The Fair Political Practices Commission (FPPC), the nonpartisan independent commission that regulates campaign finance, conflicts of interest, lobbying, and governmental ethics in California, recently released an update on the auditing of lobby filers.
The FPPC directed its audit team to complete a small number of lobbying audits. It discovered that four of the five completed audits had material findings. The most common findings were failure to file or failure to file statements timely, including failure to file both via paper/digital and electronically; conducting lobbying activities prior to registering to lobby; under or overreporting payments or expenses received; and over or underreporting of activity expenses.

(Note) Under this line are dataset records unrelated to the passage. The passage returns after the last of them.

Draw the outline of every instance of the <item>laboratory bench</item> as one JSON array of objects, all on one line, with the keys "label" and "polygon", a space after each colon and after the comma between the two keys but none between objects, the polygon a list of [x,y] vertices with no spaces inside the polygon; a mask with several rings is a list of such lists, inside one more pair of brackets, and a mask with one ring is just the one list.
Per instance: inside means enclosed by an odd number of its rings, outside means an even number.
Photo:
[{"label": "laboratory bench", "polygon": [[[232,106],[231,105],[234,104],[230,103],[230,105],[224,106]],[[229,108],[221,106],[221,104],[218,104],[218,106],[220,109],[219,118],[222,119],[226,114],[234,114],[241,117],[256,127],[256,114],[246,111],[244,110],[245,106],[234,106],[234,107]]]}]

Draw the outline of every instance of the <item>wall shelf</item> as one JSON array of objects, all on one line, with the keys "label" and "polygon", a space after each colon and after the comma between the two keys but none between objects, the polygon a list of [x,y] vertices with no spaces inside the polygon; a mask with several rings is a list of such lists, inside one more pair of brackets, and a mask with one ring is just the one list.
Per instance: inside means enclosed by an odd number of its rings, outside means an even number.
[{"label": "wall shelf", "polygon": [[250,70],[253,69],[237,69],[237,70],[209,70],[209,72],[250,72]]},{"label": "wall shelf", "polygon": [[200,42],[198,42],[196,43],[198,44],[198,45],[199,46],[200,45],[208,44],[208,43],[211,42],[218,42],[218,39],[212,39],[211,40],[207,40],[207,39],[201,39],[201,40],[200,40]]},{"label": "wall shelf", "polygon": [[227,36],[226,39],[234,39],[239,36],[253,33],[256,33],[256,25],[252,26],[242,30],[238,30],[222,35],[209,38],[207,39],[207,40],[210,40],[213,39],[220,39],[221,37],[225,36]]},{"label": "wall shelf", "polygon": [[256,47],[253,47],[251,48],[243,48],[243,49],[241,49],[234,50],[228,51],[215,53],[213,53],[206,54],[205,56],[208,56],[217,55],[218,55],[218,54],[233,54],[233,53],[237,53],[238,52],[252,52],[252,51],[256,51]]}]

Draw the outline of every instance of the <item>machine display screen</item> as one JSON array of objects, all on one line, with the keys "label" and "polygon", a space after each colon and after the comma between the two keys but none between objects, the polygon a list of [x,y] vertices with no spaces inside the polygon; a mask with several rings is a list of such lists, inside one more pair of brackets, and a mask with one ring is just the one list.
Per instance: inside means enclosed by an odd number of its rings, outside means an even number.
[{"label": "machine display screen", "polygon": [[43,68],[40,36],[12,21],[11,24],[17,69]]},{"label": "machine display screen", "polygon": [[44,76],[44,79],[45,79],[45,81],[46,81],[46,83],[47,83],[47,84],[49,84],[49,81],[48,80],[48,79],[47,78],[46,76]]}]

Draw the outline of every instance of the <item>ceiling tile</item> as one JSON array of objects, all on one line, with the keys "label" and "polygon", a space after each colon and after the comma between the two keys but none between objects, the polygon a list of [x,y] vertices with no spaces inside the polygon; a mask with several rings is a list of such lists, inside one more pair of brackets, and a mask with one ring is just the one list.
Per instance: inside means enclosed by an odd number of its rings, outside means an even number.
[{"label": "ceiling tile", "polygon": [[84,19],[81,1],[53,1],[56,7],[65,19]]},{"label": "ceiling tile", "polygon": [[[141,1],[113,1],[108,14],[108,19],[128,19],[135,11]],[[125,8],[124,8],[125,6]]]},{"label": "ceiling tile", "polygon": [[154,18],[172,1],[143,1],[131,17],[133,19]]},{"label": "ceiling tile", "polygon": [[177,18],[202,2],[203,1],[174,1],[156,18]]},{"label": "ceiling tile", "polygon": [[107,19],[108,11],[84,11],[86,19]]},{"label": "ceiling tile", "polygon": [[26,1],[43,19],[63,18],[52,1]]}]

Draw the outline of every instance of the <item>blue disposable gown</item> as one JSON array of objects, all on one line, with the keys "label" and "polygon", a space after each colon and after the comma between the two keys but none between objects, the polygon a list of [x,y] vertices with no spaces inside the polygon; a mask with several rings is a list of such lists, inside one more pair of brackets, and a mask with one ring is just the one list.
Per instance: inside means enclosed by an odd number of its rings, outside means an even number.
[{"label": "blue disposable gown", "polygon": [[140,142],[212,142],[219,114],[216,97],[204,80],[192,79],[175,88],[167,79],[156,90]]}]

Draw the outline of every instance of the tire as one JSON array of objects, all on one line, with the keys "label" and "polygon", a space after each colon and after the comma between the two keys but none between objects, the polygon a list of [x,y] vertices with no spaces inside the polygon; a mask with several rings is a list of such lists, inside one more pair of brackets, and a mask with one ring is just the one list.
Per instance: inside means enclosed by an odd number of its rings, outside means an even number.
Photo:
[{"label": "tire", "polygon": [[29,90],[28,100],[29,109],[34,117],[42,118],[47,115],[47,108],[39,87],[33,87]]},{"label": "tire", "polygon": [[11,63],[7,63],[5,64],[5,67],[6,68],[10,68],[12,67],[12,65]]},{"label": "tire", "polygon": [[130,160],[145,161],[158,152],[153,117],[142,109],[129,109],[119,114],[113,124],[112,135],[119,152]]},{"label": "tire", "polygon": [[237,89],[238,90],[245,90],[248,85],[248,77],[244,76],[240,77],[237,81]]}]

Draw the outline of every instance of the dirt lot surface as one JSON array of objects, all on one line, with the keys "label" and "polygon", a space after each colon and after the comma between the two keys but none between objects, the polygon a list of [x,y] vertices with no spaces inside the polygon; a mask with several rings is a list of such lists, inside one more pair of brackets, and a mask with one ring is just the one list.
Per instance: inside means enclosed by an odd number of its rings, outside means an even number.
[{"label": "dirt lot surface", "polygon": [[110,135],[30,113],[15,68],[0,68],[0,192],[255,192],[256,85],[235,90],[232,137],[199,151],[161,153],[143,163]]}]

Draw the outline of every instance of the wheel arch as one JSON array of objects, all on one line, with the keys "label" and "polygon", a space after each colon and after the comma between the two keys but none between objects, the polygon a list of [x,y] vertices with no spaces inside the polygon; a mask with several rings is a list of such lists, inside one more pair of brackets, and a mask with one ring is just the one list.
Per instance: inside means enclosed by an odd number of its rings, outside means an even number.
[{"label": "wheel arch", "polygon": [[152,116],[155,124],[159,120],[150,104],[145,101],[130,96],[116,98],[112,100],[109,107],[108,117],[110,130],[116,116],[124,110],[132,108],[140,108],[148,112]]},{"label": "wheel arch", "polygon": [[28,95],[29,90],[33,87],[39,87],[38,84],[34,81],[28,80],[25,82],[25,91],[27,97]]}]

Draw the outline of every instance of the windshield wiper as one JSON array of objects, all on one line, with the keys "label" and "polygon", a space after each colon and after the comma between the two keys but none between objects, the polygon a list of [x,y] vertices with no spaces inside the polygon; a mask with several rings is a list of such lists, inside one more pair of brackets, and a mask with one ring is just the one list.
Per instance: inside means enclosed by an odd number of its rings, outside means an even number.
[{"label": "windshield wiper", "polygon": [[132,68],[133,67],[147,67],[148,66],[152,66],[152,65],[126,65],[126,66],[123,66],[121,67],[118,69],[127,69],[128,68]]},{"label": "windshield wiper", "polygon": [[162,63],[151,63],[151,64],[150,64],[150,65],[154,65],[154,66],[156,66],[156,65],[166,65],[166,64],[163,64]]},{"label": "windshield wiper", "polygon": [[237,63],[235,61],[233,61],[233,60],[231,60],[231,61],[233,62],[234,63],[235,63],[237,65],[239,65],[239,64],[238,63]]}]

The Commission also noted failure of accurate recordkeeping, including records of reportable staff time and records to show the amounts being reported were accurate.
Concurrent with this update, the state legislature is considering a bill that would shift the responsibility of conducting the audits from the Franchise Tax Board (FTB) to the FPPC. The bill would also charge lobbying firms and employers to offset the cost of the auditing process.
State campaign finance law requires that the FTB conduct random audits of 25% of lobbying firms and lobbying employers every two years. However, due to staffing shortages and lack of funding, the FTB has only completed four out of about 600 random audits required between 2017 and 2020. This was the catalyst for the proposed bill, which the FPPC has endorsed.